Ta ≧ 2Tb (1) The method for producing a resin substrate according to any one of claims 1 to 3, wherein the flexural modulus of the resin sheet (A) obtained by curing the photocurable composition is 3 GPa or more. The method for producing a resin substrate according to any one of claims 1 to 4, wherein the water absorption of the resin sheet (A) obtained by curing the photocurable composition is 2% or less. The linear expansion coefficient (Sa) of the resin sheet (A) obtained by curing the photocurable composition and the linear expansion coefficient (Sb) of the resin film (B) satisfy the following formula (2).
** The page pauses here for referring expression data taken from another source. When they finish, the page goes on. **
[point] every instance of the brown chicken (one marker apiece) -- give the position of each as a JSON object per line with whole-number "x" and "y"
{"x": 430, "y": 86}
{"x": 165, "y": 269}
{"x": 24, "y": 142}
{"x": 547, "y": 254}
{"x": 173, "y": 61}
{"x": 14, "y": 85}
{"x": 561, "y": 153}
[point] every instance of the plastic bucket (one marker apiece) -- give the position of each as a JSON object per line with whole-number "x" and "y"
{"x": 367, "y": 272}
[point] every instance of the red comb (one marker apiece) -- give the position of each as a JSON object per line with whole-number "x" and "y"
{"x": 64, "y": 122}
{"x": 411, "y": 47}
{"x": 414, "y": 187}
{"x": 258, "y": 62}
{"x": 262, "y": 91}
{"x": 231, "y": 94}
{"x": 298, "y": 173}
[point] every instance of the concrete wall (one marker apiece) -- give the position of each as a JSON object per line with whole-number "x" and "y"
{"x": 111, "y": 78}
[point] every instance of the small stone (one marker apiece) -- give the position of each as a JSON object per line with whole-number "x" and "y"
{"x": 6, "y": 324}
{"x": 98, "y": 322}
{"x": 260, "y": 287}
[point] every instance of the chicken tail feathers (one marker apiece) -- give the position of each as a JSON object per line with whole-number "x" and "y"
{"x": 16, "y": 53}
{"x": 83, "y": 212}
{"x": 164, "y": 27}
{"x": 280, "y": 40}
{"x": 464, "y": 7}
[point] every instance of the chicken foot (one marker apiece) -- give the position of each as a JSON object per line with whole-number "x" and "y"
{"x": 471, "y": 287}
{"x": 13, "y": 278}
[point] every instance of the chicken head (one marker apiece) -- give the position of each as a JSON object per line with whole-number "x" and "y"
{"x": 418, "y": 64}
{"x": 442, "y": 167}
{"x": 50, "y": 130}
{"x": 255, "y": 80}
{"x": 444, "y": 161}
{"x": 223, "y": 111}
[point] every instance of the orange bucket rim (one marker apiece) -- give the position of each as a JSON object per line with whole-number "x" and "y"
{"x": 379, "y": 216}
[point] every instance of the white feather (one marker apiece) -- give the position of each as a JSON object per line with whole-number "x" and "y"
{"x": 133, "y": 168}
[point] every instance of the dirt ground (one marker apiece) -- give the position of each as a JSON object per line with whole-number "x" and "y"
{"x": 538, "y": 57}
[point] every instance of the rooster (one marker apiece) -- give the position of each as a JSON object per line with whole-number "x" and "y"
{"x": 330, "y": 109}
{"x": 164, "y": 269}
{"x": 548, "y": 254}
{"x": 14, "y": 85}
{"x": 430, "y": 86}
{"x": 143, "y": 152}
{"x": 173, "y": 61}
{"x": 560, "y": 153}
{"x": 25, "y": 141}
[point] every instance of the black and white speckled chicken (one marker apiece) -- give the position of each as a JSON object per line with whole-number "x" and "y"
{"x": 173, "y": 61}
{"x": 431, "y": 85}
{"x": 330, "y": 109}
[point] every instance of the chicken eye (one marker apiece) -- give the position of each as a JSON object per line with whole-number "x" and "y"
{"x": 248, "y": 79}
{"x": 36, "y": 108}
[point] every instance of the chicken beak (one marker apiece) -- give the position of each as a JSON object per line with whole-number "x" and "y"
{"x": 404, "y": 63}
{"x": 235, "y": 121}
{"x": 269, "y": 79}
The manufacturing method of the resin substrate in any one of Claims 1-5.
| Sb−Sa | /Sb≦0.2 (2) The inorganic film (C) is composed of at least one component selected from silicon, silicon oxide, silicon nitride, indium oxide, tin oxide, and zinc oxide, and has a thickness of 0.01 to 10 μm. Item 7. A method for producing a resin substrate according to any one of Items 1 to 6.